InterWined.com

Liquid Refreshment

The Fox Network hates wine blogs – and rightfully so. They are the dullest things, put together by people who seem to feel empowered by the fact that they can drink wine and wow the world by telling you exactly what they think it tastes like. Some skill.

Come to think of it, what’s with all this ‘I,’ ‘I,’ ‘I’?

Is there some commandment in the wine-blog bible that says ‘Thou shalt write wine reviews like the dairy entries of a ten-year-old’?

Sample:

“I woke up this morning with a headache, could be hay fever, but I thinks it’s the Cono Sur Pinot Noir from LAST NIGHT, LOL! I had another bottle for breakfast; then I took a ride to Vinopolis on a London bus that, finally, didn’t smell like French fries and farts.”

InterWined.comis different. The name suggests a connectedness between wine and life. And so it is so. After the panning of wine blogs by Fox news, a look at the competition was necessary. Most herald themselves as “independent” wine reviewers. However, the wines they review are free samples.

So, if they drink a free Cono Sur Pinot Noir (It’s not bad, but not nearly as good as some blogs would have you believe) then they’ve saved five pounds on wine that night. In essence, it’s like the winery forking over the fiver directly. Nonsense. Why don’t you buy the wine you feel like drinking? Not the ones where someone tells you “Your readers need to hear about this!”

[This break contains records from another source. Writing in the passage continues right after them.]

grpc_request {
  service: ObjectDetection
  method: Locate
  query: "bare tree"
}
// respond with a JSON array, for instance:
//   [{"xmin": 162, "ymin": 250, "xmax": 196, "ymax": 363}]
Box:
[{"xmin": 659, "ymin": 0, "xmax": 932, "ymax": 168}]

Wish someone would give me free wine.

InterWined recounts the wines purchased, over the course of the week. If the wine is memorable, for whatever reason, it gets noted.

Come to think of it, InterWined also lacks that fundamental wine review tool: a ratings system.

The New York Times recently dissed the 100-point scale invented by Robert Parker and employed by Wine Spectator. But they missed the allure of 100-points.

Since the vast majority readers of this blog happen to be teachers…or, at least at one point, have been taught, you know the allure of scoring 100 is a sweet and convincing draw. It means ‘doing well’, even if the grade was under-deserved. You all know that, at one point in your lives, you gave that underperforming bully a passing grade on more than one occasion — or got one yourselves.